Numa assembleia de condóminos ocorrida recentemente, alguém afirmou que não quer andar no elevador com vizinhos porque “podem cheirar mal do sovaco”. A frase provocou desconforto imediato — não apenas pelo mau gosto, mas também pela carga simbólica que transporta. O que parece um comentário trivial revela, afinal, algo mais profundo: um sintoma de egoísmo, isolamento e empobrecimento da consciência humana.
O elevador é um dos espaços mais democráticos da vida urbana. Ali, durante breves segundos, cruzam-se idades, culturas, rendimentos, estilos de vida. É o lugar onde a proximidade não se escolhe e onde a convivência é inevitável. Recusar partilhar esse espaço com o vizinho por uma eventualidade sensorial é mais do que uma questão de higiene; é uma declaração de rejeição. Não se está apenas a evitar um odor hipotétco — está-se a reduzir o outro a um incómodo.
Ontologicamente, o ser humano é relacional. Não existimos como ilhas. A nossa identidade constrói-se na interação, no reconhecimento mútuo, na partilha de espaços e responsabilidades. Negar o outro como presença legítma é ferir essa dimensão essencial do nosso próprio ser. Quem transforma o vizinho num objeto desagradável empobrece a sua própria humanidade. Porque a dignidade não é atributo que concedemos; é realidade que reconhecemos.
Do ponto de vista ético, o comentário é ofensivo porque atinge a dignidade pessoal. A tradição moral ocidental, expressa na chamada Lei de Deus e sintetezada nos Dez Mandamentos, insiste no respeito pelo próximo como fundamento da convivência. “Amarás o teu próximo como a ti mesmo” não é fórmula piedosa; é princípio civilizacional. A humilhação pública, ainda que sob a capa de franqueza ou humor, constitui forma de violência moral. E a violência começa muitas vezes nas palavras.
Há também uma dimensão política — não paridária, mas relacional. Um condomínio é um microcosmos da sociedade. Viver em comunidade implica suportar diferenças, negociar conflitos, reconhecer limites. Quando alguém declara não querer a presença do vizinho, rompe simbolicamente o pacto de convivência. Se este princípio fosse levado às úlltmas consequências, abriria caminho à segregação permanente: afastar os que incomodam, excluir os imperfeitos, selecionar os “aceitáveis”. A história mostra-nos onde essas lógicas podem conduzir.
Este episódio revela uma forma subtil de desumanização.
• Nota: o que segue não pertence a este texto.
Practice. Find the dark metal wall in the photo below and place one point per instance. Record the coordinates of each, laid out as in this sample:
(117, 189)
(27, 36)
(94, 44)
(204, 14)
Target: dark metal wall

Reduzir alguém a uma característica contingente — real ou imaginada — é negar-lhe complexidade, história, dignidade. E essa negação não atinge apenas a vítima; atinge também quem a profere. Porque a humanidade não é clube privado de conforto pessoal. É experiência partilhada de fragilidade e respeito mútuo.
Pode parecer exagero ver num comentário infeliz uma “ameaça contra a humanidade”. Mas as grandes fraturas sociais começam muitas vezes em pequenos gestos quotidianos. A paz constrói-se nos detalhes: na cortesia do cumprimento, na paciência do silêncio, na capacidade de suportar o outro no espaço comum.
Talvez o verdadeiro teste da nossa maturidade ética não esteja nos grandes discursos, mas no modo como habitamos o elevador. Ali, naquele espaço exíguo, decide-se muito do que somos como comunidade. Partilhar o elevador é aceitar a condição humana: imperfeita, próxima, inevitavelmente relacional. Quem recusa essa proximidade talvez deva perguntar-se se quer, de facto, fazer parte da humanidade que diz integrar.
No fundo, a civilização começa no reconhecimento simples de que o outro — com as suas qualidades e limitações — é meu igual em dignidade. E essa consciência, ao contrário de qualquer odor passageiro, é o que verdadeiramente perfuma a vida em comum.
Francisco Vaz
13 de Fevereiro de 2026
ResponderEliminarRecusar alguém por um desconforto banal revela uma tendência maior: preferirmos evitar a presença humana em vez de construir laços mínimos de civilidade.
Valores éticos (como “amar o próximo”) não apenas como ideal religioso, mas como base para uma vida comunitária digna.
Será que fomos tão condicionados à “zona de conforto” que fugimos de tudo o que nos desafia a olhar para o outro como humano, não como incómodo?
No fim, o elevador deixa de ser um aparelho e torna-se um símbolo da sociedade que queremos ou evitamos construir!